Poor DSD is under a lot of pressure with exams now - her Mum insisted she do 4 A levels when only 3 are necessary. She’s trying to just study and her Mum is making her feel bad/ungrateful/guilty about her choice to leave home and go to a Uni away. Like most 18 year olds do….

It’s painful watching this all unfold. My DP is going to see her today to try to reinforce her choices and independence.

OP posts:
lanthanum · 05/05/2024 16:13

If the prestigious one is Oxbridge, living at home might not be an option. Cambridge require undergrads to live within 3 miles; at Oxford I think it is a more generous 25 miles.

MochaMad · 05/05/2024 16:37

lanthanum · 05/05/2024 16:13

If the prestigious one is Oxbridge, living at home might not be an option. Cambridge require undergrads to live within 3 miles; at Oxford I think it is a more generous 25 miles.
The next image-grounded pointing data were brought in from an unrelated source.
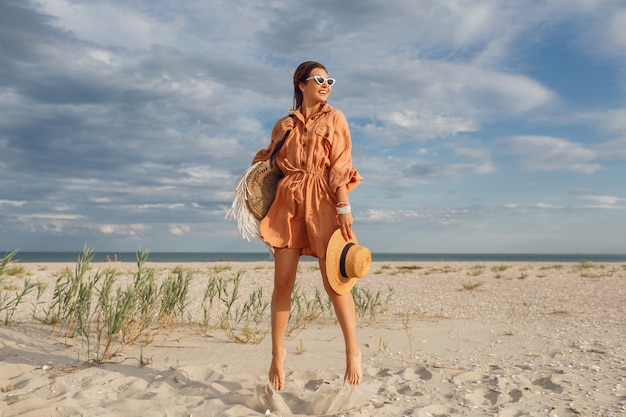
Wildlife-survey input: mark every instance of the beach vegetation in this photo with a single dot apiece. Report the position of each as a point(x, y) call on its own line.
point(476, 270)
point(383, 346)
point(300, 348)
point(369, 304)
point(499, 268)
point(382, 269)
point(554, 266)
point(305, 309)
point(406, 319)
point(472, 285)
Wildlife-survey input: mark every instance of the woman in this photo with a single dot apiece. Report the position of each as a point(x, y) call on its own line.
point(311, 203)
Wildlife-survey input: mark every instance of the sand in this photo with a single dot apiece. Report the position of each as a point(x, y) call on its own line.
point(454, 339)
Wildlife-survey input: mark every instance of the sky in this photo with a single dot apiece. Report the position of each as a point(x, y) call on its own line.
point(479, 126)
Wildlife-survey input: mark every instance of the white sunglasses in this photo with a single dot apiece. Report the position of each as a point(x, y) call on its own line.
point(321, 80)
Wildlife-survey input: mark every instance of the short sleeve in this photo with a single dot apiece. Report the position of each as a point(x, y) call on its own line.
point(342, 172)
point(264, 154)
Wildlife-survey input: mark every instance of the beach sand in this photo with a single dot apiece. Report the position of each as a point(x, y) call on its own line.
point(453, 339)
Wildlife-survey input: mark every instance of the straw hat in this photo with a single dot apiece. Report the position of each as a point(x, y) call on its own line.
point(346, 261)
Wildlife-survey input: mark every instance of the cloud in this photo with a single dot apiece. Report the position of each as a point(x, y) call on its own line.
point(125, 122)
point(544, 153)
point(604, 202)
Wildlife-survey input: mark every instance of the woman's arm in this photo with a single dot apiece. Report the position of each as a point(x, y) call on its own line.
point(345, 220)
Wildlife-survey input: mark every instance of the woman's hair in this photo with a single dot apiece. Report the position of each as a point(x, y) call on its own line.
point(300, 76)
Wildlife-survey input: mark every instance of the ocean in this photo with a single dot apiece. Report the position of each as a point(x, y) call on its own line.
point(183, 257)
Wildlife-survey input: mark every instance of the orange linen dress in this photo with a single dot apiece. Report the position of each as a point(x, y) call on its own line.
point(316, 159)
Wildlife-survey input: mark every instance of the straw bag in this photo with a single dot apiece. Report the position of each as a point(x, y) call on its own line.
point(254, 194)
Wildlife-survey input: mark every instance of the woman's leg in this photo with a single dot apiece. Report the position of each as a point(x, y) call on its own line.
point(285, 268)
point(346, 314)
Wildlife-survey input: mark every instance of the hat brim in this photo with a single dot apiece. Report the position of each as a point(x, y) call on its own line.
point(338, 283)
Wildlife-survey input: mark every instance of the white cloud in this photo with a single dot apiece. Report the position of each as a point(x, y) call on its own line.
point(108, 24)
point(604, 201)
point(544, 153)
point(121, 229)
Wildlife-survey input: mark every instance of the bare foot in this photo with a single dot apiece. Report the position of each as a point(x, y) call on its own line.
point(354, 374)
point(277, 373)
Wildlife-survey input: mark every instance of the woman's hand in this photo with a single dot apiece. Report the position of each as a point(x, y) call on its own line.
point(345, 224)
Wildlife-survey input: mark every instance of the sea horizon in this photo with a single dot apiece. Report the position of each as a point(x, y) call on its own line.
point(106, 256)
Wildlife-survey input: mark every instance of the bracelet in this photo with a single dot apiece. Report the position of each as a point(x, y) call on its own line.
point(344, 210)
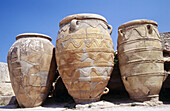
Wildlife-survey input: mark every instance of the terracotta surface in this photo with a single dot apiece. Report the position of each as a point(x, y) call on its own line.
point(85, 56)
point(141, 59)
point(6, 92)
point(32, 67)
point(165, 37)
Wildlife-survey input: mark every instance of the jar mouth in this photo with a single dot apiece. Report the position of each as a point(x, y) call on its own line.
point(81, 16)
point(136, 22)
point(25, 35)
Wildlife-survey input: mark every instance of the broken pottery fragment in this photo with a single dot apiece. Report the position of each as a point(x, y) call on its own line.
point(85, 56)
point(31, 63)
point(141, 59)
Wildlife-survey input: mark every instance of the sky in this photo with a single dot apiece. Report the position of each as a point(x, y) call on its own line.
point(43, 16)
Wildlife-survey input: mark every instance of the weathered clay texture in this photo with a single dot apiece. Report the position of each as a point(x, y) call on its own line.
point(141, 59)
point(85, 56)
point(32, 67)
point(6, 92)
point(165, 37)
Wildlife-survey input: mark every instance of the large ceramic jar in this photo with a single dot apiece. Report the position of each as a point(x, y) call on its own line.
point(85, 56)
point(31, 63)
point(165, 37)
point(141, 59)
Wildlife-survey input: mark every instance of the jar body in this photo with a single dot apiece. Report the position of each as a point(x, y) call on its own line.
point(141, 60)
point(85, 58)
point(32, 67)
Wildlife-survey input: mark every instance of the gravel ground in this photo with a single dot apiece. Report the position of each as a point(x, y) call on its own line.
point(95, 106)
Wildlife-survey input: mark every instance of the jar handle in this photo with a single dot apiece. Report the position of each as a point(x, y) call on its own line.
point(166, 75)
point(111, 29)
point(106, 90)
point(150, 29)
point(120, 32)
point(73, 24)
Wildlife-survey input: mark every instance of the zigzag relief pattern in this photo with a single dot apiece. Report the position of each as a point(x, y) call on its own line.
point(97, 57)
point(93, 75)
point(89, 43)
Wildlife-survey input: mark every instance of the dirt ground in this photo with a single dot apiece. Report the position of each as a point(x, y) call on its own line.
point(118, 101)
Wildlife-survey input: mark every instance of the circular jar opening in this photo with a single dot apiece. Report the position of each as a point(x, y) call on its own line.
point(81, 16)
point(27, 35)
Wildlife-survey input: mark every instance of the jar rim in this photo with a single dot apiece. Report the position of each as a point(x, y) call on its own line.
point(24, 35)
point(138, 21)
point(81, 16)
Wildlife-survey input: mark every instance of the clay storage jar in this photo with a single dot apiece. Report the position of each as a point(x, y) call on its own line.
point(141, 59)
point(31, 63)
point(85, 56)
point(165, 37)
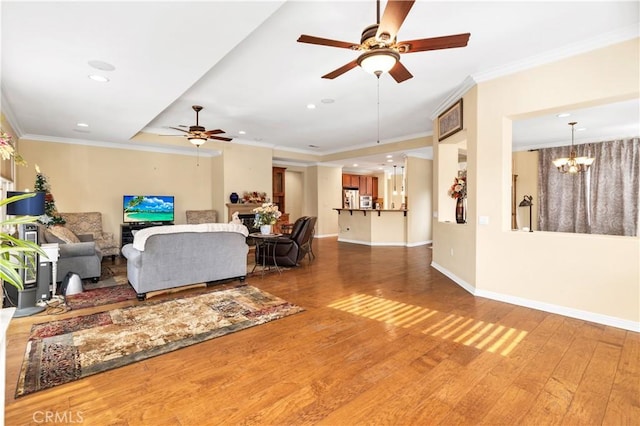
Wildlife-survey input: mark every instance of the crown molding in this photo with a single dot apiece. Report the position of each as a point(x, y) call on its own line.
point(618, 36)
point(6, 110)
point(456, 94)
point(189, 151)
point(573, 49)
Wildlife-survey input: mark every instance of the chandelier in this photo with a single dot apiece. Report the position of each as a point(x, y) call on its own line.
point(573, 164)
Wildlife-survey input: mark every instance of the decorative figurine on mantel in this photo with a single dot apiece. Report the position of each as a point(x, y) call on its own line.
point(458, 191)
point(254, 197)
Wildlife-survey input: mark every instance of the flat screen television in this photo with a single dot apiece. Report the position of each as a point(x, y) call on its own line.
point(148, 208)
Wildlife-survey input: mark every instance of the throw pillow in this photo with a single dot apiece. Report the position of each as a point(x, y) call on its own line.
point(50, 238)
point(64, 234)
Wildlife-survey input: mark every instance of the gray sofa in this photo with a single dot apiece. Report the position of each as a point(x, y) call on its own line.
point(164, 257)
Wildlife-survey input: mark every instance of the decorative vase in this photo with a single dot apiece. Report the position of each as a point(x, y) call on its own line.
point(265, 229)
point(461, 214)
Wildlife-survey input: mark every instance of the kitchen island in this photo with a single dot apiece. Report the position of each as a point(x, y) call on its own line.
point(373, 227)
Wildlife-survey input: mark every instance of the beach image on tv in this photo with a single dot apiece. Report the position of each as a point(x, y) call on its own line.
point(141, 208)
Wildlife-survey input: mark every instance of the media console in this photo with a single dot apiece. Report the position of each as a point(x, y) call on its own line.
point(126, 234)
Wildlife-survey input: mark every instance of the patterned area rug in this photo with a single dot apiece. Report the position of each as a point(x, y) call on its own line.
point(101, 296)
point(62, 351)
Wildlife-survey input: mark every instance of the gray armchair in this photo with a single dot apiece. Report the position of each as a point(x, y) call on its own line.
point(84, 257)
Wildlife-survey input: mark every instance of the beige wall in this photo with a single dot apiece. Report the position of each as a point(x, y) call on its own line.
point(246, 168)
point(90, 178)
point(567, 273)
point(419, 190)
point(329, 196)
point(294, 185)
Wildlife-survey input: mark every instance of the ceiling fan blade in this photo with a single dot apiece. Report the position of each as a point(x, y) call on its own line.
point(393, 17)
point(341, 70)
point(220, 138)
point(326, 42)
point(400, 73)
point(214, 132)
point(435, 43)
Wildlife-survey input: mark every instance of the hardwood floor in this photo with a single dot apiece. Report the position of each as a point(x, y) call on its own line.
point(385, 339)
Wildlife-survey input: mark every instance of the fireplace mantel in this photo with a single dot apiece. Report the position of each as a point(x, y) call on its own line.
point(241, 208)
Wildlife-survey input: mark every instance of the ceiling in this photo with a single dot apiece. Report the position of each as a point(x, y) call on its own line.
point(240, 60)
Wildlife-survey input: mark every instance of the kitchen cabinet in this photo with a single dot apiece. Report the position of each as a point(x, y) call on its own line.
point(366, 185)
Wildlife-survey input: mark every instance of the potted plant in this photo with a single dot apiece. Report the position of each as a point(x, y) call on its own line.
point(12, 249)
point(266, 216)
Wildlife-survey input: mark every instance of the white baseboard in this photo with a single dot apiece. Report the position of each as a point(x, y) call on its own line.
point(542, 306)
point(372, 244)
point(419, 243)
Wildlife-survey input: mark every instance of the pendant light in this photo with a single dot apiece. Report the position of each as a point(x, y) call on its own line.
point(395, 192)
point(573, 164)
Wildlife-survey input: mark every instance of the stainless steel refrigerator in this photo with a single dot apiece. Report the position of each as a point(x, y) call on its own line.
point(351, 199)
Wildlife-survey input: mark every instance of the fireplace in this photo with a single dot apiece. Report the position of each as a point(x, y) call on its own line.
point(246, 215)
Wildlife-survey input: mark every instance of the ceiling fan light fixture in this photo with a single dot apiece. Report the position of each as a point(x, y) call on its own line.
point(378, 61)
point(197, 140)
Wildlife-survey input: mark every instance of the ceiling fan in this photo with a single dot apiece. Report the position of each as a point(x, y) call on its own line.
point(381, 50)
point(197, 134)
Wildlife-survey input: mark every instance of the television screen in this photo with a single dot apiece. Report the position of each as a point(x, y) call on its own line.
point(148, 208)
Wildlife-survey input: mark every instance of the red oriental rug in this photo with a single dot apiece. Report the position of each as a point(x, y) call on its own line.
point(60, 352)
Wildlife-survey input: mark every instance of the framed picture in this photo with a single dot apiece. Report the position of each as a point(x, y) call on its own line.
point(450, 121)
point(6, 168)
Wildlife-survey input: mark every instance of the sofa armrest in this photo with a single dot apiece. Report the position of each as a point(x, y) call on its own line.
point(132, 254)
point(87, 248)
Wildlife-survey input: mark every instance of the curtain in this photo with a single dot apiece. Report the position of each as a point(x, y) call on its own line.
point(603, 200)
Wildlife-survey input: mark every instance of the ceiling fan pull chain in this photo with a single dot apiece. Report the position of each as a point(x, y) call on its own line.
point(378, 79)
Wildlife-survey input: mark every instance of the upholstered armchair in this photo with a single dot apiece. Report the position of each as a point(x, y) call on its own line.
point(290, 249)
point(201, 216)
point(77, 253)
point(90, 223)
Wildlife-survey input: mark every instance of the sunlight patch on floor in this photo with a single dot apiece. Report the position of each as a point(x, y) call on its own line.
point(482, 335)
point(380, 309)
point(487, 336)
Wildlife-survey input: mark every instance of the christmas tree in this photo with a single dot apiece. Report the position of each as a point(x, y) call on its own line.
point(50, 216)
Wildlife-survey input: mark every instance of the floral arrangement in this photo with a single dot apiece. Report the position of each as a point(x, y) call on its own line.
point(254, 197)
point(7, 150)
point(267, 214)
point(459, 187)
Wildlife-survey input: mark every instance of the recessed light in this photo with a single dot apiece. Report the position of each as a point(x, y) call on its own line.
point(98, 78)
point(101, 65)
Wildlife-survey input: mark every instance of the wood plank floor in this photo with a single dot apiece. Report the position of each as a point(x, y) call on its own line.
point(385, 339)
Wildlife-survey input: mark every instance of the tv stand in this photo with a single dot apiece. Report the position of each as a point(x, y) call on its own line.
point(126, 236)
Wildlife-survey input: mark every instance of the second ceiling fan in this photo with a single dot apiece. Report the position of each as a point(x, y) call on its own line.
point(198, 135)
point(381, 50)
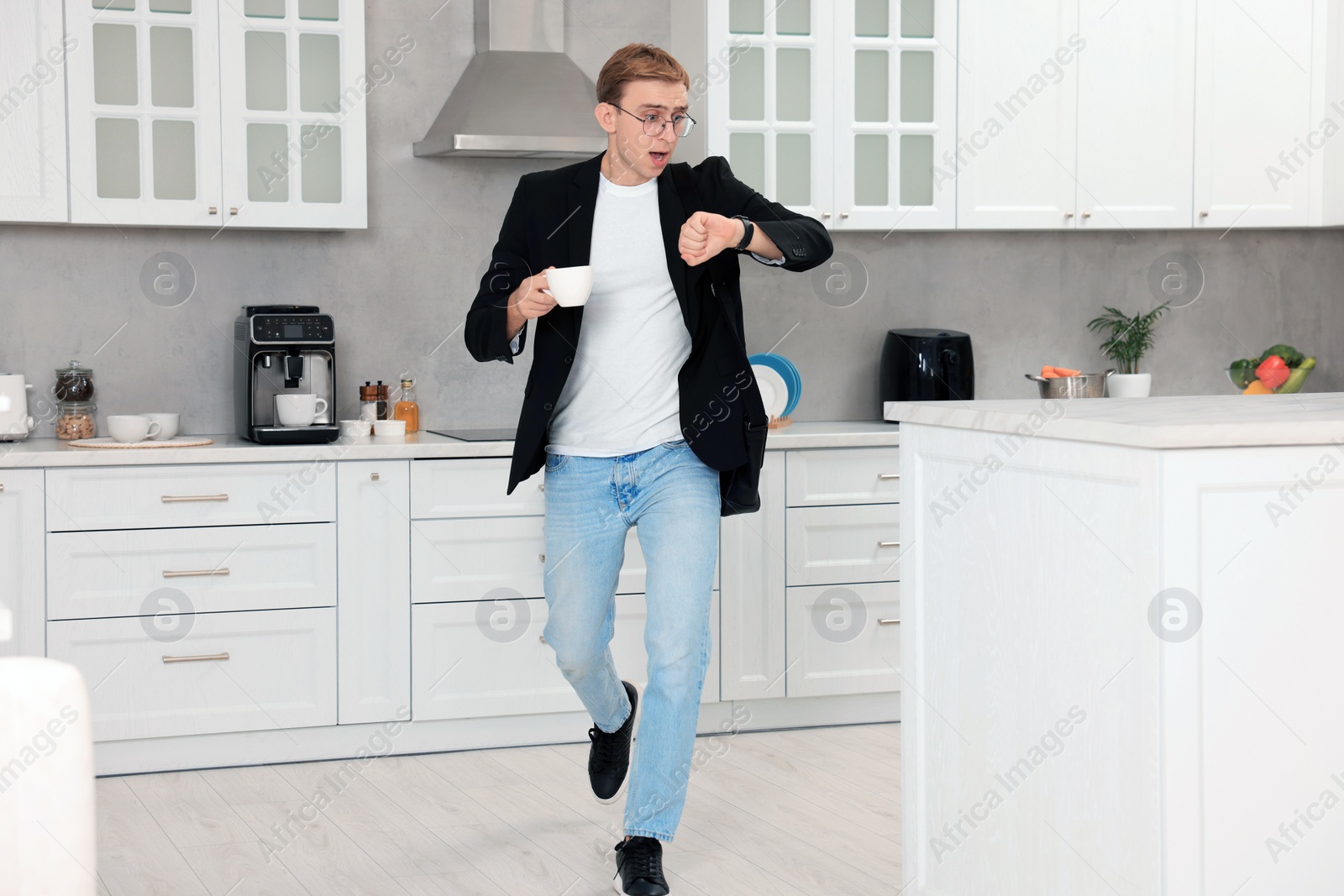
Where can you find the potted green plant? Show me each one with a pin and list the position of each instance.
(1128, 338)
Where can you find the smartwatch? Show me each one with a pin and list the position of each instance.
(749, 231)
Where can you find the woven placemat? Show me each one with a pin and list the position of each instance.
(178, 441)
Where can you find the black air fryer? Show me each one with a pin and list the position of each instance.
(927, 365)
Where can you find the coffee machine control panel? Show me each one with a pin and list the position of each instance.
(292, 328)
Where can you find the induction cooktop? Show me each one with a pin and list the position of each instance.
(503, 434)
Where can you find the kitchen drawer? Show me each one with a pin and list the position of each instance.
(487, 658)
(839, 544)
(280, 673)
(472, 486)
(465, 559)
(168, 571)
(843, 476)
(843, 640)
(141, 497)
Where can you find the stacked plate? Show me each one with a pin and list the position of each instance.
(781, 387)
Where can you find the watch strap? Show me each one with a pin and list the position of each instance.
(748, 233)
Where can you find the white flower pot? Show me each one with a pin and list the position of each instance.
(1129, 385)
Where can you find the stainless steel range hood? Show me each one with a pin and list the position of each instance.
(521, 96)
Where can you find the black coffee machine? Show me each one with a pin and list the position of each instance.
(927, 365)
(284, 349)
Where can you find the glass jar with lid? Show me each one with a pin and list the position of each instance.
(76, 421)
(74, 383)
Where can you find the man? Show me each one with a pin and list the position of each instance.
(635, 414)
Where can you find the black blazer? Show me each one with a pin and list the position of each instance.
(550, 222)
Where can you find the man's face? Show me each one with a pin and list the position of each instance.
(638, 150)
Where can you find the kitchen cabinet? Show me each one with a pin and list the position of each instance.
(33, 112)
(843, 640)
(22, 551)
(1136, 114)
(1016, 114)
(1260, 150)
(206, 113)
(753, 563)
(374, 618)
(839, 112)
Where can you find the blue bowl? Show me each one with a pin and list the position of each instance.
(786, 371)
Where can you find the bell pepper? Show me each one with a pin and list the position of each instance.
(1273, 371)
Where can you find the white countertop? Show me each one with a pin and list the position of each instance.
(1178, 422)
(230, 449)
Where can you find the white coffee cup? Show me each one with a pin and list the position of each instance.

No - it’s another Uni - in London

OP posts:
Fitzbillie · 05/05/2024 16:44

lanthanum · 05/05/2024 16:13

If the prestigious one is Oxbridge, living at home might not be an option. Cambridge require undergrads to live within 3 miles; at Oxford I think it is a more generous 25 miles.

True but Cambridge does give dispensations to live further afield, although usually there would have to be a good reason eg disability, children, a partner who works in a different location, caring responsibilities.

Hillarious · 05/05/2024 17:52

London is very expensive for a student. If finances are an issue, might be best to go elsewhere.

Bunnyannesummers · 06/05/2024 13:37

If she’s made her firm and insurance on UCAS I would just be encouraging her not to discuss it with mum anymore. Lots of ‘well we’ll discuss after results day’, so she can focus on her exams.
Are school aware of the situation? They can provide support. Could she move in with you straight after exams are done?